Uğur Mumcu anıldı

24 Ocak 1993’te evinin önünde düzenlenen bir bombalı saldırı sonucu hayatını kaybeden gazeteci Uğur Mumcu için anma etkinlikleri düzenlendi.

Uğur Mumcu bugün (24 Ocak) Ankara'da katledildiği sokakta, öldürülüşünün 32. yıldönümünde anıldı.

Uğur Mumcu, 32 yıl önce katledildiği evinin önünde düzenlenen törenle anıldı. Törene Uğur Mumcu'nun ailesi, CHP Genel Başkanı Özgür Özel, Ankara Büyükşehir Belediye (ABB) Başkanı Mansur Yavaş, Ankara İl Başkanı Ümit Erkol, Çankaya Belediye Başkanı Hüseyin Can Güner, Yenimahalle Belediye Başkanı Fethi Yaşar, Mamak Belediye Başkanı Veli Gündüz Şahin, CHP genel başkan yardımcıları, bazı milletvekilleri ve vatandaşlar katıldı.
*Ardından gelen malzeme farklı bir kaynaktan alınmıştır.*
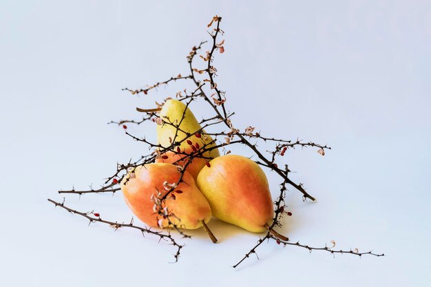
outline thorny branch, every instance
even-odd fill
[[[50,202],[53,203],[56,206],[60,206],[62,209],[67,210],[71,213],[76,214],[77,215],[80,215],[80,216],[87,218],[88,220],[90,220],[89,224],[92,222],[101,222],[101,223],[104,223],[105,224],[109,225],[110,226],[114,228],[116,231],[122,227],[128,227],[130,228],[134,228],[134,229],[140,231],[142,233],[143,235],[144,236],[145,236],[145,233],[149,233],[149,234],[152,234],[153,235],[158,236],[160,237],[160,240],[163,240],[165,241],[169,241],[171,242],[171,244],[176,246],[177,248],[176,253],[174,255],[174,257],[175,258],[176,262],[178,261],[178,257],[180,257],[180,251],[184,246],[178,244],[175,240],[175,239],[174,238],[174,237],[170,233],[165,233],[161,231],[154,231],[151,230],[151,228],[148,228],[148,227],[138,226],[136,224],[134,224],[133,218],[130,221],[130,223],[124,223],[124,222],[118,223],[117,222],[112,222],[109,220],[103,220],[100,214],[95,213],[93,211],[84,213],[84,212],[81,212],[81,211],[78,211],[76,210],[72,209],[70,207],[66,206],[64,204],[64,201],[61,203],[61,202],[56,202],[55,200],[52,200],[52,199],[48,199],[48,200]]]
[[[162,82],[158,82],[152,85],[147,86],[145,89],[130,89],[125,88],[123,90],[128,91],[132,94],[137,94],[143,93],[147,95],[148,92],[151,89],[157,89],[158,87],[163,85],[168,85],[170,82],[176,82],[178,80],[191,80],[193,83],[196,85],[196,89],[191,92],[187,92],[187,89],[183,89],[176,93],[176,97],[179,100],[185,101],[186,107],[189,107],[191,105],[192,102],[199,100],[200,98],[203,99],[207,102],[213,109],[215,115],[210,116],[207,118],[202,118],[200,124],[201,128],[195,131],[193,133],[188,133],[182,130],[180,126],[181,123],[185,118],[186,110],[182,113],[181,119],[178,122],[172,122],[169,118],[161,118],[158,112],[160,109],[163,105],[164,101],[167,99],[171,98],[168,97],[164,99],[162,103],[156,102],[156,107],[150,109],[140,109],[137,108],[137,110],[145,113],[145,116],[140,120],[122,120],[119,121],[111,121],[109,124],[115,124],[122,127],[125,130],[125,134],[131,137],[134,140],[141,142],[145,144],[149,149],[153,149],[153,152],[147,156],[143,156],[137,160],[132,162],[132,160],[129,162],[125,164],[117,164],[117,169],[116,172],[111,176],[107,178],[105,182],[105,185],[102,186],[98,189],[94,189],[90,188],[90,190],[76,191],[75,189],[72,189],[70,191],[59,191],[59,193],[75,193],[78,195],[83,195],[86,193],[105,193],[112,192],[113,193],[120,189],[118,186],[120,184],[122,180],[127,176],[127,173],[134,173],[134,169],[143,164],[154,162],[157,159],[164,158],[165,154],[167,151],[173,152],[176,155],[180,155],[180,159],[176,162],[174,162],[177,165],[177,169],[180,175],[176,182],[169,183],[169,185],[165,188],[164,193],[158,192],[153,198],[154,202],[154,210],[160,216],[160,218],[167,219],[169,224],[171,228],[175,229],[183,237],[189,237],[189,235],[185,234],[180,228],[180,218],[178,218],[174,213],[171,213],[167,209],[165,208],[165,201],[171,198],[175,198],[175,193],[176,191],[176,188],[183,182],[184,172],[189,164],[190,164],[195,158],[204,158],[207,161],[211,160],[211,158],[204,157],[204,153],[214,149],[222,148],[224,151],[224,153],[227,154],[230,153],[229,150],[227,148],[233,144],[242,144],[247,146],[254,155],[257,156],[257,160],[255,161],[262,167],[265,167],[272,171],[277,173],[282,179],[282,182],[280,184],[280,194],[277,199],[274,201],[274,217],[271,224],[267,226],[268,232],[264,237],[260,238],[257,243],[244,255],[244,257],[233,267],[237,267],[246,258],[249,258],[251,255],[255,254],[257,256],[256,249],[262,244],[265,240],[273,240],[278,244],[283,244],[283,246],[291,245],[298,247],[302,247],[308,249],[311,252],[313,250],[326,251],[330,252],[332,254],[335,253],[350,253],[359,256],[363,255],[372,255],[375,256],[383,256],[383,254],[373,253],[372,252],[364,252],[359,253],[357,250],[344,251],[342,250],[334,250],[333,247],[328,248],[326,246],[325,247],[312,247],[308,245],[300,244],[299,242],[296,243],[292,243],[288,242],[288,239],[282,235],[277,236],[277,232],[274,230],[274,228],[281,228],[282,223],[281,220],[284,215],[291,216],[292,213],[286,210],[286,206],[284,202],[285,193],[287,190],[287,185],[293,187],[295,189],[302,193],[304,200],[307,198],[313,201],[315,200],[315,198],[310,195],[304,188],[302,183],[296,183],[292,181],[288,178],[288,173],[290,172],[287,164],[284,164],[284,167],[279,167],[276,163],[277,160],[282,157],[288,149],[295,149],[295,147],[316,147],[317,148],[317,152],[322,155],[325,155],[325,150],[330,149],[330,147],[326,145],[319,145],[313,142],[304,142],[299,139],[296,140],[291,140],[286,139],[279,139],[273,137],[266,137],[261,135],[260,131],[256,132],[254,130],[255,127],[249,126],[244,129],[244,131],[240,131],[240,129],[236,129],[232,123],[231,117],[234,113],[229,113],[227,111],[225,107],[225,103],[227,102],[227,97],[225,92],[219,89],[217,83],[215,81],[215,78],[217,76],[217,69],[213,65],[213,61],[215,57],[216,51],[218,51],[220,54],[224,52],[224,40],[220,41],[218,37],[220,35],[223,35],[224,32],[220,28],[222,18],[218,16],[215,16],[211,21],[208,24],[208,28],[213,27],[216,23],[216,28],[208,32],[211,39],[211,47],[210,49],[204,52],[203,55],[199,55],[199,57],[206,63],[206,67],[204,70],[199,70],[195,67],[194,59],[200,50],[202,50],[204,44],[207,41],[201,42],[198,46],[194,46],[191,49],[191,52],[187,56],[187,63],[189,63],[189,68],[190,74],[188,76],[182,76],[181,74],[178,74],[176,77],[171,77],[168,80]],[[203,76],[202,81],[198,78],[198,76]],[[205,91],[205,83],[209,83],[209,90],[211,93],[209,94],[208,92]],[[208,85],[207,85],[208,87]],[[171,139],[171,145],[169,147],[162,147],[158,143],[152,143],[145,139],[145,138],[140,138],[134,136],[129,131],[127,131],[127,124],[134,124],[140,125],[145,123],[154,123],[156,125],[167,125],[174,127],[176,128],[176,134],[174,138]],[[220,127],[219,125],[222,125],[224,128]],[[220,127],[219,131],[207,133],[204,129],[206,129],[211,126],[216,126]],[[182,133],[184,136],[182,136],[181,140],[178,140],[178,132]],[[181,150],[180,146],[181,143],[187,142],[191,137],[195,135],[200,135],[205,136],[205,135],[212,136],[213,140],[211,142],[204,142],[202,141],[202,145],[199,147],[193,147],[193,151],[191,153],[186,152],[185,150]],[[255,143],[252,143],[251,140],[255,141]],[[265,143],[275,144],[273,150],[265,151],[269,153],[270,156],[266,157],[264,155],[264,153],[257,148],[257,143],[264,142]],[[211,145],[211,146],[210,146]],[[125,184],[128,181],[128,178],[125,178]],[[161,231],[154,231],[149,228],[143,228],[136,226],[132,224],[131,222],[129,224],[118,224],[117,222],[112,222],[109,221],[103,220],[100,216],[94,217],[90,216],[91,213],[82,213],[75,210],[72,210],[64,205],[63,203],[59,203],[52,200],[48,200],[50,202],[54,203],[56,206],[59,206],[63,209],[67,210],[68,211],[83,216],[90,220],[90,223],[92,222],[100,222],[105,224],[108,224],[111,226],[118,228],[119,227],[132,227],[140,230],[143,232],[147,233],[151,233],[157,236],[159,236],[161,239],[170,240],[171,244],[176,246],[178,250],[175,255],[176,262],[178,261],[180,255],[180,250],[182,246],[179,245],[174,240],[174,237],[171,235],[170,233],[164,233]],[[174,221],[179,222],[179,225],[174,223]],[[258,259],[258,257],[257,257]]]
Uğur Mumcu'nun Cebeci Asri Mezarlığı'ndaki kabri başında da anma etkinliği düzenledi. Anmaya sivil toplum kuruluşlarından yetkililer ile vatandaşlar katıldı. Anma programına katılanlar Mumcu'nun kabrine kırmızı karanfiller bıraktı.

CHP Genel Başkanı Özgür Özel Uğur Mumcu'nun evine giderek, eşi Güldal Mumcu ve çocuklarıyla görüştü.

CHP Lideri Özel, ardından Uğur Mumcu anıtına çelenk ve ardından patlamanın olduğu yere karanfil bıraktı.

Anma etkinliğinin ardından açıklama yapan Özel, "Uğur Mumcu’nun cenaze töreni, Türkiye tarihinin Gazi Mustafa Kemal Atatürk’ün cenaze töreninden sonra en kitlesel, en çok insanın birlikte ağladığı ve o günden sonra da maalesef hiçbir şeyin eskisi gibi olmadığı bir cenaze olarak tarihe geçmiştir. Bir hukukçu ve gazeteci olarak ne yazdıysa bugün hepsinin doğru olduğu ve o gün alınmayan tedbirlerin bugün yaşananları birer birer bize yaşattığını hepimiz okuyoruz, görüyoruz, yaşıyoruz" diye konuştu.

Faili meçhul cinayetler davası olarak bilinen "Umut davası"nda mahkemenin, dönemin Emniyet Genel Müdürü Mehmet Ağar'ın tanık olarak dinlenilmesi kararını değerlendiren Özel, şunları kaydetti:

"Bugün tarihi bir fırsat elde var, ailenin de beklentisi bu yönde. Mahkemeye nihayet başvuru üzerine Sayın Ağar’ın dinlenmesine karar verdi. Sayın Ağar’ın bildiği her şeyi anlatması tarihi bir sorumluluktur. Bu çağrıya biz de katılıyoruz. Söylediği söz çok anlamlı, gizemli ve bir o kadar aydınlatılmaya muhtaçtır. Ümit ediyorum o tuğlanın çekildiği, derin devletin altında kaldığı, bir daha da bu ülkede demokrasi dışında hiçbir gücün egemen olamadığı bir Türkiye’yi gelecekte hep birlikte inşa edebiliriz"

"Çok zor günlerden geçiyoruz. Uğur Mumcu’nun bir hukukçu ve gazeteci olarak en çok savunduğu şey hukukun üstünlüğüydü. Hukukun ayaklar altına alındığı bir süreçten geçiyoruz. Uğur Mumcu’nun faili meçhul cinayetinin tabii olduğu da aynı süreçtir, bugün maalesefe hepimizin yüreğini yaralayan Bolu’daki otel yangınından sonra yaşatılanlar da aynı süreçtir. Yargının talimat altında olduğu, iktidardan olmayan herkesin özgürlüğünün tehdit altında olduğu süreç de aynı süreçtir. Otel yangınını karartanlar da adaleti karartanlar da siyasetçileri, belediye başkanlarını hapislere tıkanlar da aynı hukuksuzluk sürecinin devamıdır, sonucudur. Bugün de en fena süreç en şiddetli şekilde sürmektedir. Bu törenler artık bizim bir kez daha irademizi güçlendirmeye ve azmimizi bilemeye katkı sağlıyor. Buradan azmimizi bir kez daha bileyerek, yeminimizi hatırlayarak buradan ayrılıyoruz. And olsun ki hesap soracağız."